I have been looking for a 63cm CAAD8 and have found a new 2006 with 105's and ultegra rear, triple, nine speed. They want $899, this seems a bit much but I've had trouble locating one in this size and may buy this one. Your thoughts.............?


----------



## Rob T (May 9, 2007)

*2006 Caad8*

In mid July I purchased a leftover 2006 new CAAD8 (56cm) from a local bike shop for $1200. Not sure if it is R700 but it has the same components (triple, 105 with Ultegra rear) you mention. It is silver(raw) and matte black. I absolutely love it. It was orginally $1550. I probably could have purchased it for lower price if I waited but I wanted to use it for a sprint triathlon and I thought it was a pretty good deal, but it looks like I could have possibly saved some more money based on your deal.

It is surprisingly light for this price point. It was over a pound lighter than the Scott S20 ($1600+). Also, I believe the overall 2006 components are better than 2007 package.
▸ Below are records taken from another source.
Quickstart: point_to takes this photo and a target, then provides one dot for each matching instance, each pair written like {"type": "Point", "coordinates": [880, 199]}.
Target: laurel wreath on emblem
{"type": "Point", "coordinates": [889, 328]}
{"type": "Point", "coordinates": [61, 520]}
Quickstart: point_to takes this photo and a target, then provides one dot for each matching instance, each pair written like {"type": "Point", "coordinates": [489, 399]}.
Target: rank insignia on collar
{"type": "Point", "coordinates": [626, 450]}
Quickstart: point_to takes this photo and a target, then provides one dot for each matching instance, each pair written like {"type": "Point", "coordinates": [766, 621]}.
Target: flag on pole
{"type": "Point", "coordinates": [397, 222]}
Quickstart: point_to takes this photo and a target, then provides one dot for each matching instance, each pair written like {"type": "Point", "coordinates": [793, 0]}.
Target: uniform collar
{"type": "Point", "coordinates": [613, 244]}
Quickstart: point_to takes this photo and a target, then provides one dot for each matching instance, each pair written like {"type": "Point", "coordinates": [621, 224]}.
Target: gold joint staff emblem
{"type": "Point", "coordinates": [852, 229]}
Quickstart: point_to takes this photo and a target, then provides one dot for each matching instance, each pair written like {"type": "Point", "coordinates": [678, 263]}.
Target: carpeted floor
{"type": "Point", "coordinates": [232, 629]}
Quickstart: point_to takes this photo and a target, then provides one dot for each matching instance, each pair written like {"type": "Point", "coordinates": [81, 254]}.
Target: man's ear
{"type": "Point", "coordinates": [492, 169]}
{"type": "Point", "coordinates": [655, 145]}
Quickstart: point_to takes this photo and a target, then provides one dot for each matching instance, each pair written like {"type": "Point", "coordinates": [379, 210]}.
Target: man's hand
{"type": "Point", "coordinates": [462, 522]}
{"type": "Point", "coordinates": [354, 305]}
Good luck. I recommend the bike if it works for you.


----------



## FarleyBob (Aug 2, 2007)

I'm hoping to ride one tomorrow to check out the fit. I am a long legged, shorter torso, recreational/club rider. One bike shop guy tried to tell me the CAAD8 was pretty long, but looking at top tube measurements it's about the same as other road bikes I've seen. I hope to find out tomorrow how she feels.


----------



## FarleyBob (Aug 2, 2007)

Ok, I bought the bike!! Can't wait to get it setup. I road a 60cm frame and it felt good. The 63cm frame has a 3cm taller frame with a 1cm longer head tube. I think the 63 will be fine.


----------



## Rob T (May 9, 2007)

*Good Luck!*

Good Luck! Great Deal!


----------